There’s been a lot of talk in the international news of an ‘Arab Spring,’ a term encapsulating the unrest and protest by groups of people in the Middle East, and increasingly elsewhere, against autocratic governments and the burdens they place on citizens. Such ‘springs’ are uprisings by the people for the people, with the aim of creating momentum towards greater freedom and democracy.
The riots experienced here in the UK are nothing like that. Here in Britain we’ve had an uprising of an altogether different nature.
Over the past week or so a number of cities across the UK, beginning in London, have seen hordes of (mainly) youths marauding the streets committing wanton acts of aggression and destruction. Millions of pounds worth of damage has accrued due to vandalism, arson and theft. Shops have been looted and burned to the ground. Businesses built over generations have been lost. There’s even been a fatal shooting. So apparently mindless is the violence that some of the rioters even torched their own homes and neighbourhoods. And so perverse is the anarchic spirit at work, that while innocent victims of these crimes struggle to deal with their losses, rioters can be seen in video footage giggling at their handiwork, while looters have posted pictures of themselves grinning beside their caches of stolen goods. Whatever the underlying factors contributing to such behaviour—you can blame it on poverty or fatherlessness or political alienation—it seems this is less about social or economic deprivation, but something else entirely. Having witnessed a shopping centre ransacked by youngsters, one police chief observed, “This wasn’t an angry crowd, this was a greedy crowd.”
Political uprising is one thing, but what are we to make of this? Writing in The Times, Sarah Vine said that she was all in favour of paying taxes to house and educate those who need it, “but when they turn around and throw it back in our faces like delinquent children denied the latest Xbox, a screw turns dangerously tight in the heart.”
It seems impossible not to share her sentiment. How can one not be angry at the depth of destruction and the shallowness of the mob? What is the Christian response? I’m not sure what the official ‘church’ response has been, but it appears that one appropriate response has already been demonstrated in some of the affected areas by residents of different faiths or no faith. In defiance of the destruction levied on them, residents of Clapham, London, armed themselves with brooms and took to the streets to clean up. The spirit of anarchy has been met by a spirit of resilience and hope. With no outside prompting, people are joining together to repair the damage, and so communities are being strengthened by a shared sense of purpose as opposed to merely a shared postcode.
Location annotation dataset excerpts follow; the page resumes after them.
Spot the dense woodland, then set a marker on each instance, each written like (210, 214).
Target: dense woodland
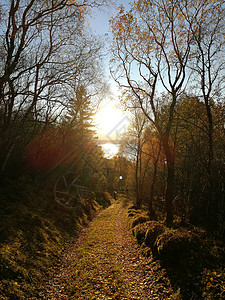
(168, 59)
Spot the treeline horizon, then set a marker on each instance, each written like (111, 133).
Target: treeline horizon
(168, 57)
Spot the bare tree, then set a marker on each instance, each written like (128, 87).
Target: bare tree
(151, 46)
(45, 55)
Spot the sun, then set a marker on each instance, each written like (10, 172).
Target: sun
(110, 122)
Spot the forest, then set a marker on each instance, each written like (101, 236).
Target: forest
(167, 58)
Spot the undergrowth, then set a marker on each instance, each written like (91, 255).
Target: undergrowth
(96, 272)
(33, 231)
(193, 260)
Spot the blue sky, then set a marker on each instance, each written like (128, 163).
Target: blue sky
(100, 18)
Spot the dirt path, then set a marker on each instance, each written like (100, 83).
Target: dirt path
(106, 263)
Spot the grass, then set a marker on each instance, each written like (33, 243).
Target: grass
(33, 231)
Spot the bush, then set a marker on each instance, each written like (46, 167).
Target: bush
(139, 231)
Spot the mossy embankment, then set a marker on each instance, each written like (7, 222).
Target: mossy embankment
(194, 260)
(33, 234)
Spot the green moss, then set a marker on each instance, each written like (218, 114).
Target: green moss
(33, 230)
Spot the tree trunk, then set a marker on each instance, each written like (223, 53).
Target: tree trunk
(169, 192)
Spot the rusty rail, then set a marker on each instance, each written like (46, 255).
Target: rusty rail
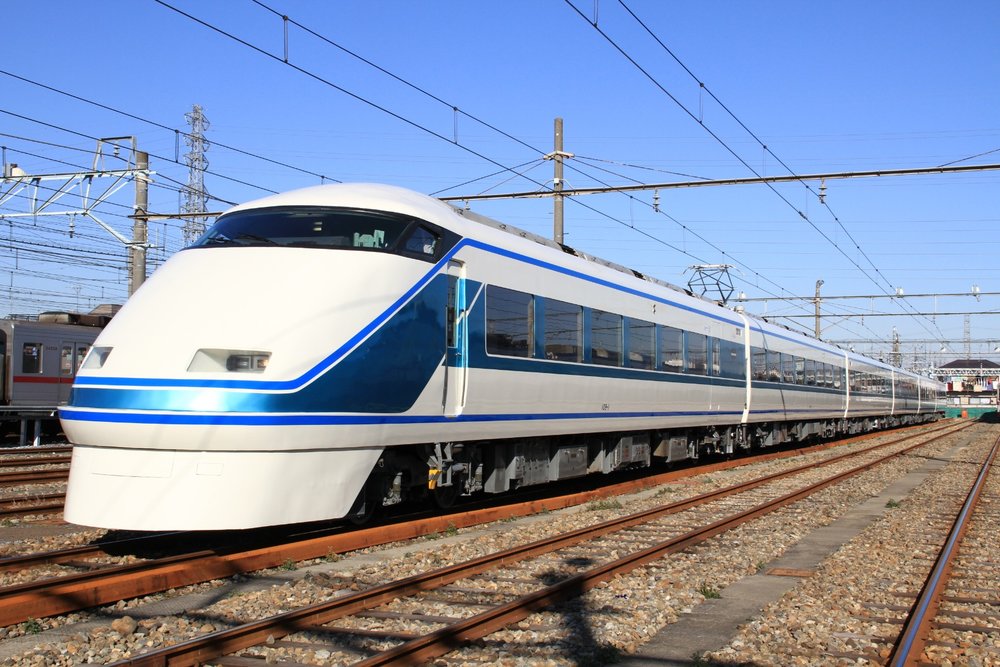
(910, 644)
(421, 649)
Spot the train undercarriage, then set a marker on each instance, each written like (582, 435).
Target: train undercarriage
(446, 471)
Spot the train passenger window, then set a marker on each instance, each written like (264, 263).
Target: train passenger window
(810, 372)
(605, 338)
(671, 349)
(800, 370)
(562, 337)
(31, 358)
(788, 364)
(320, 227)
(774, 366)
(422, 241)
(697, 353)
(66, 361)
(731, 360)
(641, 344)
(758, 363)
(509, 322)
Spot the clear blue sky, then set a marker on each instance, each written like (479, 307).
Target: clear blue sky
(827, 87)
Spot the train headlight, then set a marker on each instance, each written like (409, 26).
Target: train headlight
(233, 361)
(255, 362)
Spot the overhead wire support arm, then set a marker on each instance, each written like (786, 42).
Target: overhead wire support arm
(732, 181)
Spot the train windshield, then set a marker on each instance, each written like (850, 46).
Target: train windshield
(312, 227)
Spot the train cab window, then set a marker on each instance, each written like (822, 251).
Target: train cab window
(509, 322)
(671, 350)
(641, 344)
(605, 338)
(561, 340)
(774, 366)
(697, 353)
(322, 227)
(422, 241)
(31, 358)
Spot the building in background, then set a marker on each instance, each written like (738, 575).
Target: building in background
(973, 386)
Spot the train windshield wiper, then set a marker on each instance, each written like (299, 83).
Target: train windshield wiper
(254, 237)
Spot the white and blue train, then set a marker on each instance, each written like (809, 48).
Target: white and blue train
(327, 351)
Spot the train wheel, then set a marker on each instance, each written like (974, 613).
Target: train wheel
(445, 496)
(366, 505)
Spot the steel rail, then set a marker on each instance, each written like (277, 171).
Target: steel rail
(68, 593)
(11, 507)
(213, 645)
(30, 451)
(36, 461)
(910, 644)
(33, 477)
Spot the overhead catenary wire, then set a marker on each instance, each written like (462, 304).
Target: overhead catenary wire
(721, 141)
(382, 108)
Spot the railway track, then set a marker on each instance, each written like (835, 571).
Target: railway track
(103, 583)
(507, 586)
(949, 603)
(31, 505)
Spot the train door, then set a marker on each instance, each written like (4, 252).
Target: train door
(457, 342)
(71, 354)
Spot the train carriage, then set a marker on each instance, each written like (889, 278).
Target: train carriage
(423, 351)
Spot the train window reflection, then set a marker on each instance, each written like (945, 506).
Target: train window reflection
(562, 335)
(509, 322)
(309, 226)
(606, 338)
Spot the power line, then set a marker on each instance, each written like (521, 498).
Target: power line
(718, 139)
(177, 132)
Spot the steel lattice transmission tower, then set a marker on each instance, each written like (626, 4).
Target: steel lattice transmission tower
(195, 195)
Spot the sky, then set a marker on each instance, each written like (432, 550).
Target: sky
(455, 98)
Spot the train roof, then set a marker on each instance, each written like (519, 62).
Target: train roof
(396, 199)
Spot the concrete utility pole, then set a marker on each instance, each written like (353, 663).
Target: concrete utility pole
(137, 249)
(819, 283)
(557, 157)
(557, 184)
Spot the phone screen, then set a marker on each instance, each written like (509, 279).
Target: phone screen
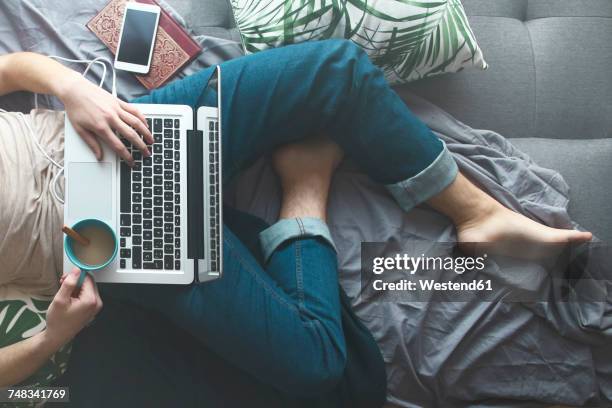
(138, 30)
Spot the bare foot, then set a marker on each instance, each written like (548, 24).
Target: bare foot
(305, 170)
(506, 232)
(480, 219)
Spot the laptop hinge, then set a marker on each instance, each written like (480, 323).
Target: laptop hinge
(195, 195)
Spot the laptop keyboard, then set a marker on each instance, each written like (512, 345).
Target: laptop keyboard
(215, 193)
(150, 208)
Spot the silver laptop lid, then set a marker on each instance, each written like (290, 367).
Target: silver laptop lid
(211, 266)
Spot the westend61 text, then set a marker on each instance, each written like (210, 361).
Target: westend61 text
(431, 285)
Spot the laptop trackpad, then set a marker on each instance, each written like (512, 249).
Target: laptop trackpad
(89, 188)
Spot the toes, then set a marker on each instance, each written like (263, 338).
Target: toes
(580, 236)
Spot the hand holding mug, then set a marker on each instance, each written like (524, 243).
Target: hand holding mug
(71, 309)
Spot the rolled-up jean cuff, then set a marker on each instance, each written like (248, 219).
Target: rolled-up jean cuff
(291, 228)
(429, 182)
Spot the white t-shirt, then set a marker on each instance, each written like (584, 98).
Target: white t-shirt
(30, 230)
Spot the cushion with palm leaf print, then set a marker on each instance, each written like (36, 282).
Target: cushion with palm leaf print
(408, 39)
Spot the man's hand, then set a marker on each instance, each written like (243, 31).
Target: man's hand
(96, 114)
(69, 312)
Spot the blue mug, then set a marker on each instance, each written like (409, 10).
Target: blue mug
(86, 268)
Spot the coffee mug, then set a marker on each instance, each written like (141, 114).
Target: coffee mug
(70, 251)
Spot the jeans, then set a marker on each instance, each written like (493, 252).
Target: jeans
(278, 317)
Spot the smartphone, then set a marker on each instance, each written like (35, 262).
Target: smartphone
(137, 37)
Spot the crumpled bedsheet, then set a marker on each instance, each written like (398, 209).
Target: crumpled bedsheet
(438, 354)
(464, 354)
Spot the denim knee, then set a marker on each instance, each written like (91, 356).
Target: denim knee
(313, 379)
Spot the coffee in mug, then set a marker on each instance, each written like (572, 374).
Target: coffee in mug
(101, 245)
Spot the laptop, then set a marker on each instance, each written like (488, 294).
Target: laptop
(167, 209)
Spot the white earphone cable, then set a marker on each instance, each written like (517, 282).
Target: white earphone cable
(99, 60)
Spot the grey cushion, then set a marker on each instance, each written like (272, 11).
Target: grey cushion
(209, 18)
(586, 165)
(549, 76)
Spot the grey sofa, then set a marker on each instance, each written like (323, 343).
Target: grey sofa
(548, 87)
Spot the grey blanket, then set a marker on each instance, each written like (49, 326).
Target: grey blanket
(438, 353)
(452, 354)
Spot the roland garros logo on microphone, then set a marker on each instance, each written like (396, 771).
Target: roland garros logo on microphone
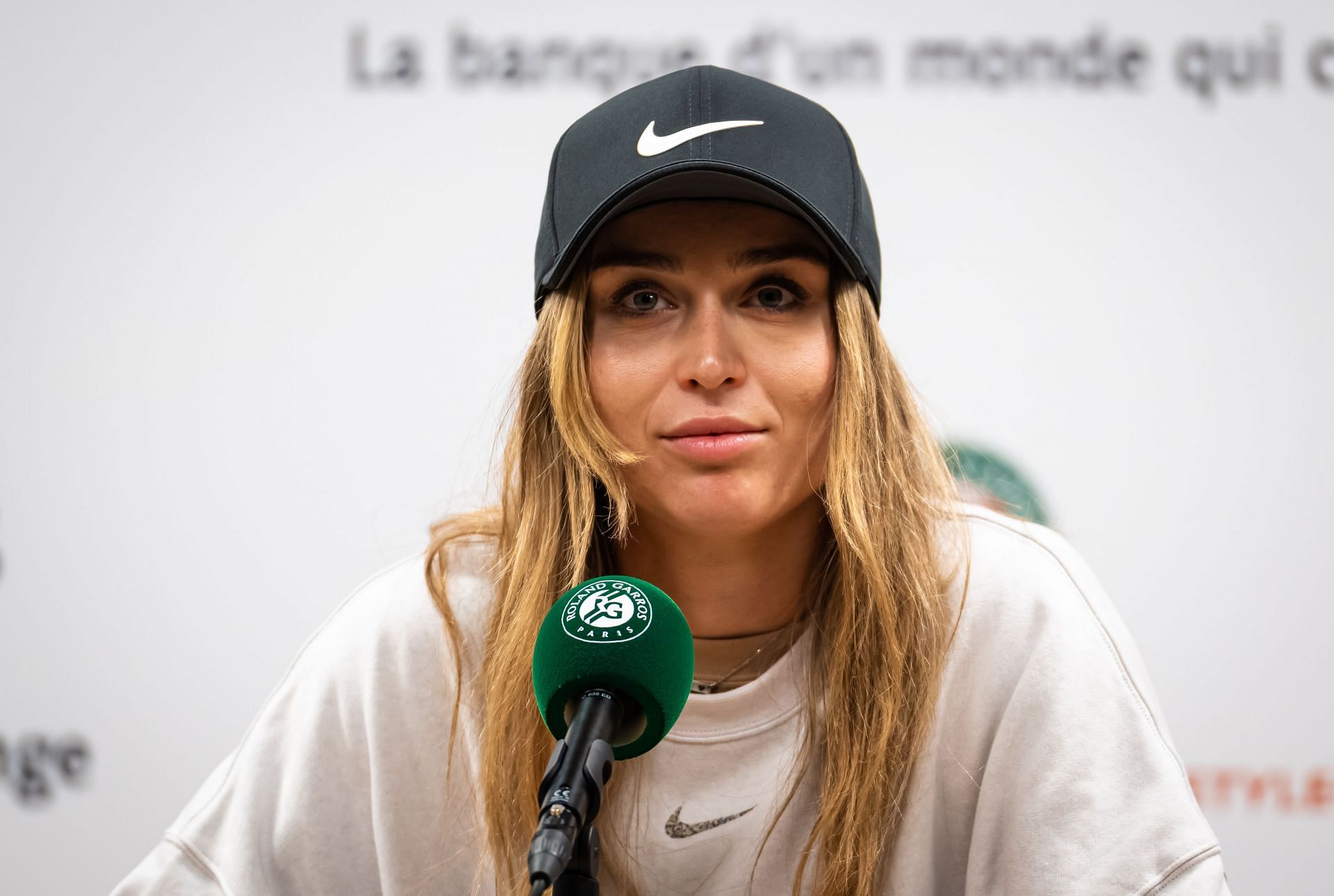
(607, 611)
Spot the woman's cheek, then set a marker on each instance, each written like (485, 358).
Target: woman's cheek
(620, 397)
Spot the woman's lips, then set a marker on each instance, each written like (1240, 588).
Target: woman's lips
(716, 447)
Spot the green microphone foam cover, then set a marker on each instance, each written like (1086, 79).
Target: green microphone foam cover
(622, 633)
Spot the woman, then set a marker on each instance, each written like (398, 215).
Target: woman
(894, 692)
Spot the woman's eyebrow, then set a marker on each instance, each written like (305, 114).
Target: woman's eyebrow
(626, 256)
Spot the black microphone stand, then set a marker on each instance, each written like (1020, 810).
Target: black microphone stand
(581, 875)
(566, 843)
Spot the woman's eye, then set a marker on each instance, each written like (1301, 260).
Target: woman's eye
(641, 300)
(771, 298)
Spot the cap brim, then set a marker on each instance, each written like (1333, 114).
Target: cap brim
(697, 184)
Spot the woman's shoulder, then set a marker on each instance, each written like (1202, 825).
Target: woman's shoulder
(1035, 617)
(395, 608)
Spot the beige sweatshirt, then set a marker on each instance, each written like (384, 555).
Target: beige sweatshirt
(1049, 768)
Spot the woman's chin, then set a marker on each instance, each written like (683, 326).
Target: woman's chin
(719, 508)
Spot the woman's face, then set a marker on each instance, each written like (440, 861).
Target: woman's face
(713, 316)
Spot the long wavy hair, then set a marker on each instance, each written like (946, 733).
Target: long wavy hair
(881, 619)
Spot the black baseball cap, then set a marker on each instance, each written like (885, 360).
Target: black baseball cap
(706, 133)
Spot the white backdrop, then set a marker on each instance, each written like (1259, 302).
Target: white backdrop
(262, 303)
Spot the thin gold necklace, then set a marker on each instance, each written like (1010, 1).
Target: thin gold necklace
(710, 687)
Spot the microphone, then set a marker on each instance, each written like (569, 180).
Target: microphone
(611, 671)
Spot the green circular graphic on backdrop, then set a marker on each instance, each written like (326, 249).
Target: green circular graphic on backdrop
(997, 478)
(607, 611)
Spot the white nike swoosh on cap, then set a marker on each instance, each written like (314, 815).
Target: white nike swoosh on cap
(650, 144)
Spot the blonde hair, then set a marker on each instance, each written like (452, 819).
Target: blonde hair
(881, 615)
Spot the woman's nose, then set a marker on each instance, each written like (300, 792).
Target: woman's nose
(710, 354)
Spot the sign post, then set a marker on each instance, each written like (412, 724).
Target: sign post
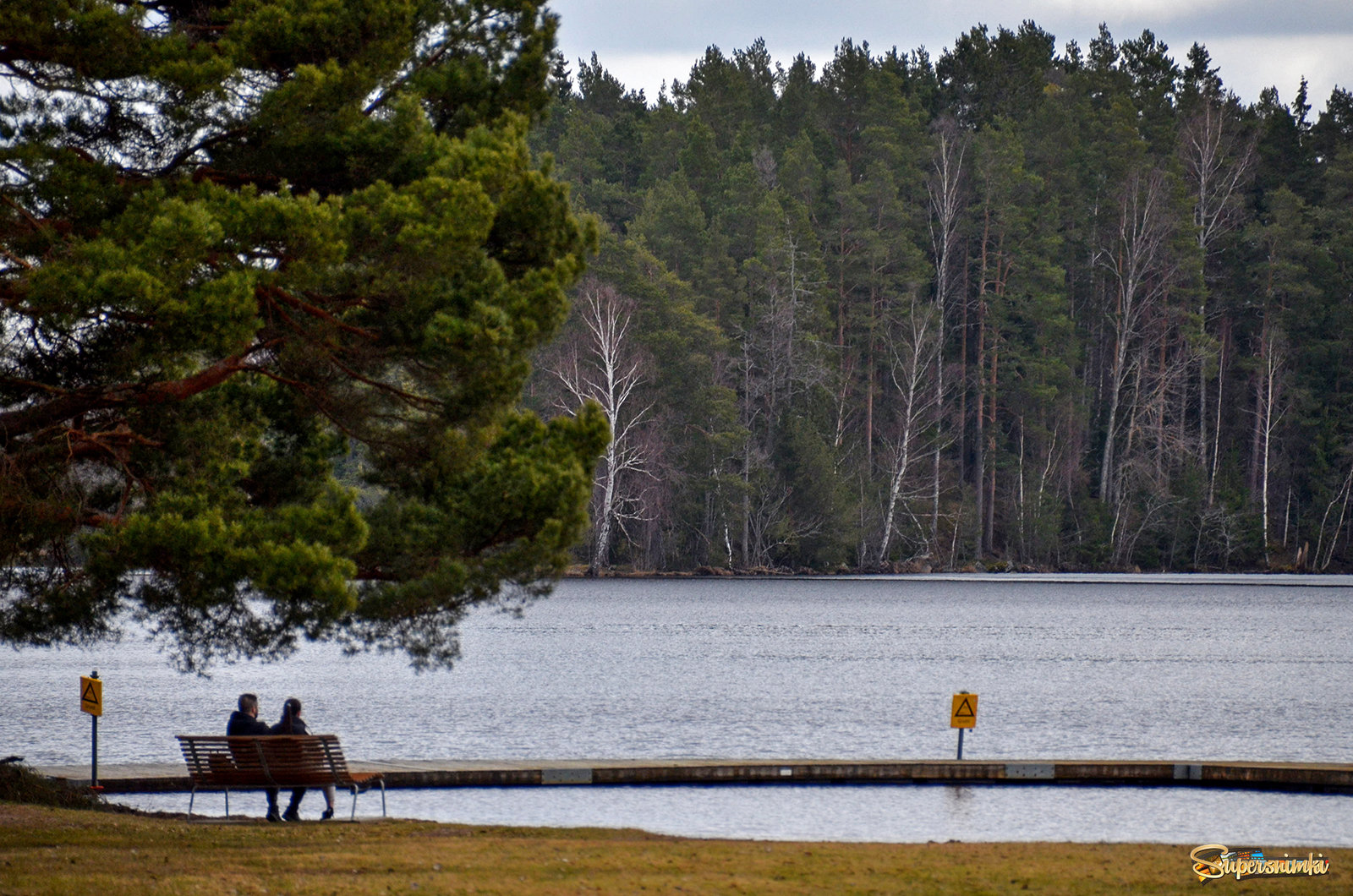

We can lament the state of western culture when its youth commit crimes in the name of greed and entitlement. We can talk till the cows come home about why and how such a thing has come to pass. But if that screw in our hearts is not to tighten further, we need to find a way of responding that will not darken our own hearts. We needn’t try to feel less angry. Anger is appropriate in this instance. Many of the Psalms exemplify the outpouring of anger and despair. What we need to do is acknowledge our anger yet defy the ways it twists our hearts. That requires meeting the spirit of rebellion with the spirit of resistance: reconciliation not revenge, brooms not bats, community welfare not gang warfare. Such a view is necessarily a long term one. It takes time to rebuild broken walls and forgiveness to repair broken lives. But as I understand it, this is what Christ asked people to do. The man who said “do not repay evil with evil”, and who himself faced plenty, either lacked the courage to get even or he knew what he was talking about.